Grant’s Withnail and Steve Coogan’s portrayal of Tony Wilson. There’s a risk
that Dixie could have been a one trick pony, doing the same joke over and over
– catching the cynical industry moguls off-guard with his boundless energy and
shopping bag full of cassette tapes – but Owen (who wrote and produced the film)
has fleshed out his leading role, making him endearing throughout. Dixie is
played for laughs, still living in the world of sixties Mod culture, taking
every insult that is fired his way and carrying on regardless, but on top of
this you have him trying to convince girlfriend Shell (Vicky McClure) that she
is top of his list, not the band, as well as travelling backwards and forwards
to Wales to visit his father (moving, understated scenes with the late Brian
Hibbard of The Flying Pickets).
Vicky McClure, known for her tough roles in This is England, Broadchurch and Line of Duty,
tries her hand at comedy as Dixie’s other half. Some of Svengali’s funniest moments are when Shell gets dragged into
Dixie’s attempts to get his band signed, or when Dixie and Shell get to spend
time together and have a laugh. Female characters in British comedies tend to
be adorable, safely take her home to meet your mother-type roles; not all that
demanding, acting-wise. With Svengali,
Shell loves her man, supporting him as much as she can, but she has her limits.
A huge amount of screen time centres on Dixie and Shell; whether their
relationship can survive when the band begins to take off. The pair’s
relationship is fiery, Shell having a smart answer for everything. Owen and
McClure are a perfect pair; many couples who watch the film will be thinking,
“He does that!” or “She’s said that!”
Part of the British comedy formula is to throw in
numerous cameos from famous actors and celebrities. Svengali does the same thing, but whereas with a lot of comedies
the appearances are hit or miss, everyone here gives first-rate performances.

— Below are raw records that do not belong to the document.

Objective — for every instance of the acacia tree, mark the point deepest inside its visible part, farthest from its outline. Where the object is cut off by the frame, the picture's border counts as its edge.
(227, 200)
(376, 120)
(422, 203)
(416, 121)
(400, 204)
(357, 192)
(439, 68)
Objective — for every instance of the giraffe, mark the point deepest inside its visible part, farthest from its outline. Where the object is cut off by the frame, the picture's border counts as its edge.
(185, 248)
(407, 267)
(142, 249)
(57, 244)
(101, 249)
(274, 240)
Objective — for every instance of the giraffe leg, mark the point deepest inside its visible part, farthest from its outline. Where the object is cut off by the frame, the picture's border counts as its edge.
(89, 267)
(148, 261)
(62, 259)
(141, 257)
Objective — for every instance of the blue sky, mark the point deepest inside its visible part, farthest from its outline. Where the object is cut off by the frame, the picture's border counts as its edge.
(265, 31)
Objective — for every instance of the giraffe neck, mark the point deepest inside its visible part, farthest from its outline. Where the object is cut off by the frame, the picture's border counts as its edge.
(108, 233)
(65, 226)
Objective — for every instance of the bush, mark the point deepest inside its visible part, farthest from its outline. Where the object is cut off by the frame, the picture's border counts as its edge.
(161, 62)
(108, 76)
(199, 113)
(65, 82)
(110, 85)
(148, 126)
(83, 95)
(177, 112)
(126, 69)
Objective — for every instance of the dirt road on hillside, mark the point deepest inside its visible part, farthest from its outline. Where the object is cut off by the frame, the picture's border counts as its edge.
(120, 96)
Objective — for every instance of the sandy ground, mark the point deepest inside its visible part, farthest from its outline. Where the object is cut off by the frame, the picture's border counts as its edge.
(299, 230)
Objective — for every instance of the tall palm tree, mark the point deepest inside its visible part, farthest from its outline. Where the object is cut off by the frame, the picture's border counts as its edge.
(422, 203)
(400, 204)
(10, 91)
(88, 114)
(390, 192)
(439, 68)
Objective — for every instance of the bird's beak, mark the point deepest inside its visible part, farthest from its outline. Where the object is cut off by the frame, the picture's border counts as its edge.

Martin Freeman, filming whilst on a break from making The Hobbit, fires one razor-sharp put down after another at Dixie,
and while he might only be on screen for a few minutes, Freeman’s appearance is
one of Svengali’s many highlights. The IT Crowd’s Matt Berry gives a
brilliantly eccentric performance as the manager of a record company, putting
the fear of God into his employees whilst wearing a pair of brightly coloured
swim shorts. Biggest surprise of all is Oasis and Primal Scream’s manager Alan
McGee being so gifted at comedy. McGee looks like he had a great time filming
his scenes, all he has to do is walk on screen, look baffled, and you start
laughing.
Instead of showing London as this bleak, grey city, Svengali’s cinematographer, Catherine
Derry, gives us busy streets, shop fronts of assorted colours, and cobbled back
roads. The London in Svengali feels
like a buzzing, quirky place. It is not until things turn sour for Dixie that
the visuals change, giving us wideshots of Dixie wandering through dimly lit
streets and concrete buildings.
There are several convenient twists used to push the
narrative along, which, if this were any other film, you would roll your eyes
and say that this doesn’t happen in real life. The world of Svengali isn’t set in real life, it’s
set in the world of rock ‘n’ roll, where absurd antics, bizarre coincidences
and bad behaviour are the everyday norm. Dixie’s flukes and lucky breaks are
part and parcel of the film’s spot on humour and makes Svengali’s glimpse into the world of the British music industry
feel even more authentic.
Film soundtracks are usually an excuse for studios and
distributors to make more money; a song is picked to accompany a scene, but doesn’t
add anything to it. The music in Svengali
is a history of rock ‘n’ roll, starting off in the fifties and ending up in the
present day. You have the influential bands, The Jesus and Mary Chain, The
Stone Roses, The Libertines, but also emerging acts, on the playlists of 6 Music
and Radio 1’s Huw Stephens, such as Third Party, The Broken Vinyl Club, and
Keys. All of the tracks stand head-and-shoulders with each other, there is no
filler here. Every song deserves its place in the film, either giving London
that outlandish, anything-can-happen vibe of the sixties as Dixie first arrives
in the capital, such as Georgie Fame’s Somebody
Stole My Thunder and Miles Kane’s The
Responsible, or to take the pace down a notch, making already poignant
scenes, where Dixie hits rock bottom, even more touching; songs such as Big
Star’s I’m In Love With A Girl or Mott
The Hoople’s Sea Diver.
Svengali does
not mock the British music industry quite like Michael Winterbottom’s 24 Hour Party People; it’s a
tongue-in-cheek look at the moguls, whereas Winterbottom’s agenda was to show
the industry warts-and-all and let the viewer be the judge. Owen’s message to
record labels is that it’s not about having Simon Cowell on speed dial, or
signing musicians that are clones of the current headline-grabbing band, it is
first and foremost about the talent, the music.
Jonny Owen and director John Hardwick have come up with a
comedy that never fails to be funny. You
will leave the cinema with a smile on your face and a rock star strut, thanks
to an impossible-not-to-like cast, and a script from Owen that gets the shifts
in humour, poignancy, and warmth all absolutely right.
4 out of 5
Matt
Svengali
is released in selected cinemas on Friday 21 March, and is available to own on
Blu-Ray and DVD from Monday 7th April.